On the Regional Level: Third Parties and Indirect Structural Conflicts

The United States and China are not connected by land, and the Pacific between them is large enough to create a safe distance. But as the sole superpower, the United States is the military ally of many regional countries and has a treaty obligation to defend them when attacked, while many of those countries have disputes with China over maritime territories. In the cases of the China-Japan dispute over the Diaoyu Islands, and the overlapping territorial claims among five parties over the South China Sea islands and their surrounding waters, the United States became involved because of its alliances with Japan and the Philippines. After the United States announced its rebalance strategy, local countries also quickly launched their own visions of rebalance, in order to pursue their own interests. Through escalating the territorial disputes and getting the United States involved, Japan, under the lead of the Liberal Democratic Party, especially since Prime Minister Abe returned to power in 2012, is heading firmly towards its ambitious national goal to regain a normal state status by profiting from the strained atmosphere of U.S.-China relations. To prevent China’s return to the central position of the Asian power structure, Japan is much more active in containing China and interrupting its resurgence.

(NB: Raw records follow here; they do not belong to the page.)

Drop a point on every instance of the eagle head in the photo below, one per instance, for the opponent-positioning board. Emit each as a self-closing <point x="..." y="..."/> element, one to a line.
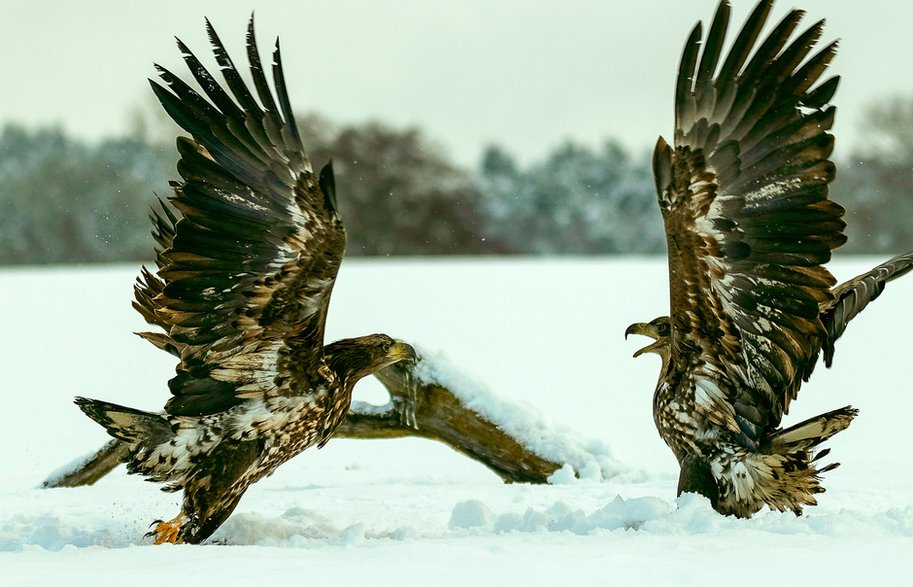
<point x="659" y="329"/>
<point x="354" y="358"/>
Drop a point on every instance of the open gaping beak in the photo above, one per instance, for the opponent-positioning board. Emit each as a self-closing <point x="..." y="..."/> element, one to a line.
<point x="644" y="329"/>
<point x="402" y="351"/>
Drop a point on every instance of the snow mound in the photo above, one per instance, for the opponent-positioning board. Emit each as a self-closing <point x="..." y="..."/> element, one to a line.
<point x="690" y="514"/>
<point x="583" y="459"/>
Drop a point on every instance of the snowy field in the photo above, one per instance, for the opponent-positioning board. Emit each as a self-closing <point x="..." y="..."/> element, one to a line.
<point x="547" y="334"/>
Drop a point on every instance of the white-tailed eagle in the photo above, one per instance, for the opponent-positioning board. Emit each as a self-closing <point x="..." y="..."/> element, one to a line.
<point x="743" y="194"/>
<point x="245" y="272"/>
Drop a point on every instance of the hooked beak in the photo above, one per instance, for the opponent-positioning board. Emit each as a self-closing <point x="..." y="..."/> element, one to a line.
<point x="402" y="351"/>
<point x="644" y="329"/>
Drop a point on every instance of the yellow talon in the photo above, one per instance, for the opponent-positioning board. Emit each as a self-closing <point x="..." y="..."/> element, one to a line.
<point x="169" y="531"/>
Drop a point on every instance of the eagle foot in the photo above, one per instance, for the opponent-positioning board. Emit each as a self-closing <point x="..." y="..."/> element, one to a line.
<point x="169" y="531"/>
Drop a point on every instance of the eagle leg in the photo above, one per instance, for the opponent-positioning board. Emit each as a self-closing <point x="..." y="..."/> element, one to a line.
<point x="169" y="531"/>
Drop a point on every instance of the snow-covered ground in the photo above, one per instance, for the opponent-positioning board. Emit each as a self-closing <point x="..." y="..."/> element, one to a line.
<point x="547" y="334"/>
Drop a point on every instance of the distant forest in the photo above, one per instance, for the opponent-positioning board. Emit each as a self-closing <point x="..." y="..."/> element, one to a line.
<point x="67" y="201"/>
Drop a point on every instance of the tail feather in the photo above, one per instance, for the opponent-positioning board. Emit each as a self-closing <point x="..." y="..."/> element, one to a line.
<point x="127" y="424"/>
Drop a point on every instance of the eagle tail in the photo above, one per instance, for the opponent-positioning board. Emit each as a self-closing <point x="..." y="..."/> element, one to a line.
<point x="132" y="426"/>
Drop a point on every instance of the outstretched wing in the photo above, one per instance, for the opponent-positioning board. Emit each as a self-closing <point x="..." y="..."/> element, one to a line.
<point x="853" y="296"/>
<point x="246" y="270"/>
<point x="743" y="195"/>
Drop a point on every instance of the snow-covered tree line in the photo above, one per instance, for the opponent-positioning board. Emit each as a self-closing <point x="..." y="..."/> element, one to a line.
<point x="64" y="200"/>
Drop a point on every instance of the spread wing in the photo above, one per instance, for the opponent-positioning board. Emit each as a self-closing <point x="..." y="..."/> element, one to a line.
<point x="743" y="195"/>
<point x="245" y="270"/>
<point x="852" y="297"/>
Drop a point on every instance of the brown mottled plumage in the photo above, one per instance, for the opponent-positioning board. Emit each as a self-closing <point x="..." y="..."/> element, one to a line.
<point x="242" y="290"/>
<point x="749" y="226"/>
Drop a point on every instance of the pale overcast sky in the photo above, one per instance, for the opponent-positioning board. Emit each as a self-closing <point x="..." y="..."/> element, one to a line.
<point x="524" y="74"/>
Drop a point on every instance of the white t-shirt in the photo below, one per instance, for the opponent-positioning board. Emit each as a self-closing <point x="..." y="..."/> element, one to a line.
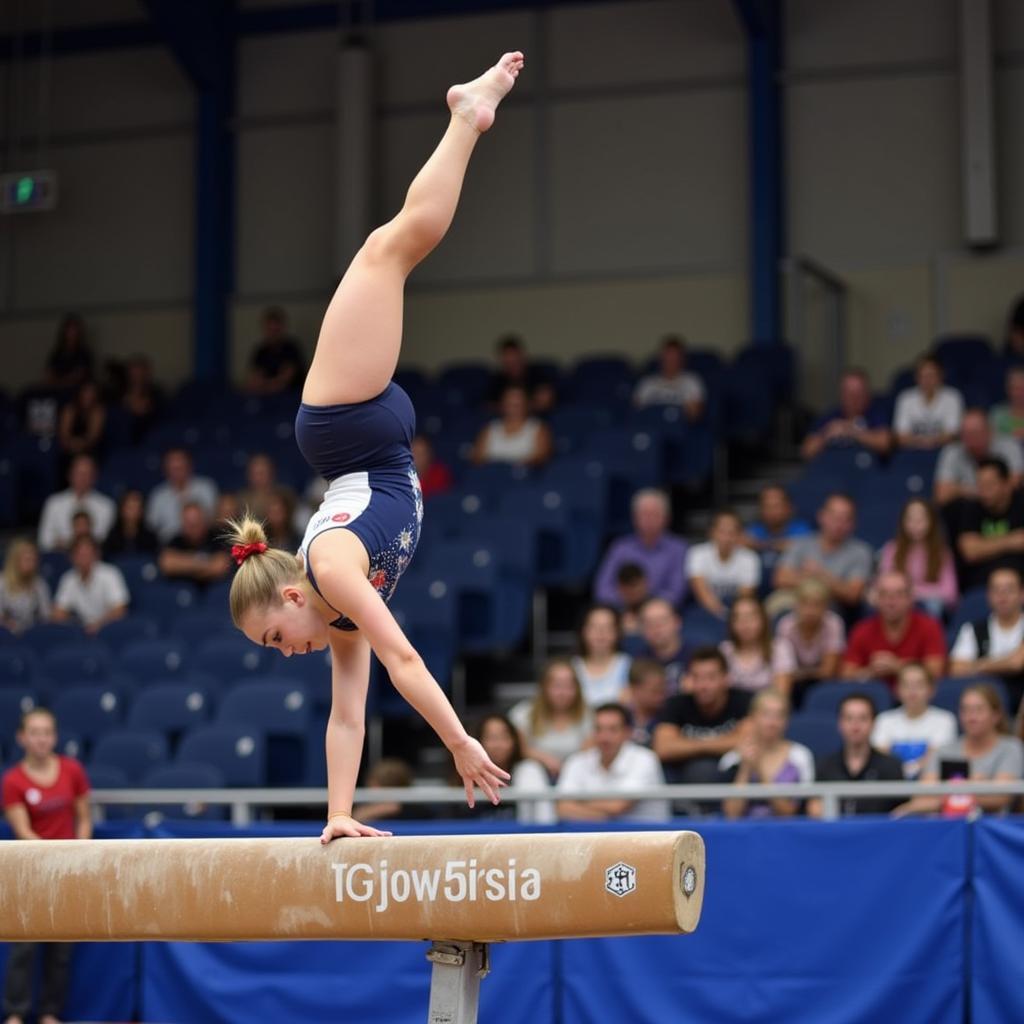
<point x="1000" y="641"/>
<point x="741" y="568"/>
<point x="91" y="599"/>
<point x="923" y="419"/>
<point x="635" y="767"/>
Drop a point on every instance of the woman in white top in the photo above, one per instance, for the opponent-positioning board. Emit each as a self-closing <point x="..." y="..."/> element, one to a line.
<point x="911" y="731"/>
<point x="556" y="722"/>
<point x="602" y="670"/>
<point x="516" y="437"/>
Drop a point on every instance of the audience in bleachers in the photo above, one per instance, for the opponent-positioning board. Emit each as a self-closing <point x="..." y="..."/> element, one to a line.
<point x="764" y="755"/>
<point x="81" y="494"/>
<point x="25" y="595"/>
<point x="91" y="592"/>
<point x="916" y="728"/>
<point x="555" y="722"/>
<point x="854" y="421"/>
<point x="614" y="762"/>
<point x="857" y="760"/>
<point x="163" y="509"/>
<point x="929" y="414"/>
<point x="673" y="384"/>
<point x="920" y="550"/>
<point x="660" y="554"/>
<point x="721" y="569"/>
<point x="601" y="668"/>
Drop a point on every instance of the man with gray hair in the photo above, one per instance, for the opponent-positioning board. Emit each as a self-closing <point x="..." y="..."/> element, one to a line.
<point x="662" y="555"/>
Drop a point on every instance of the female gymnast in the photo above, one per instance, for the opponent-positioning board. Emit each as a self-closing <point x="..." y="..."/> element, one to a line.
<point x="355" y="427"/>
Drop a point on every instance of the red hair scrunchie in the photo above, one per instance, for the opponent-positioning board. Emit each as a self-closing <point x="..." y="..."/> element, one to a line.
<point x="240" y="552"/>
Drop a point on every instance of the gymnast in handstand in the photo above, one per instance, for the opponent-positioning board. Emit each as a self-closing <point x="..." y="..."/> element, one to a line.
<point x="354" y="427"/>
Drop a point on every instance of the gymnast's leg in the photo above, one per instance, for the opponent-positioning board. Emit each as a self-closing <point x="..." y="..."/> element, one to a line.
<point x="360" y="336"/>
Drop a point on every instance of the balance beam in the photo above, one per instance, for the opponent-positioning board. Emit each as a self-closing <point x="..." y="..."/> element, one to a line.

Similarly, Aquino in the Philippines did the same, out of fear that a much more stronger China would be less willing to compromise in the South China Sea. Under the endorsement and support of the United States, the legally controversial South China Sea arbitration initiated by the Philippines aims at pressing China to soften its policy through seriously damaging its national image before the global audience and deteriorating its neighboring diplomatic atmosphere with ASEAN countries, conversely arousing stronger nationalistic public opinion among the masses in China, and leading the Chinese government to be less compromising.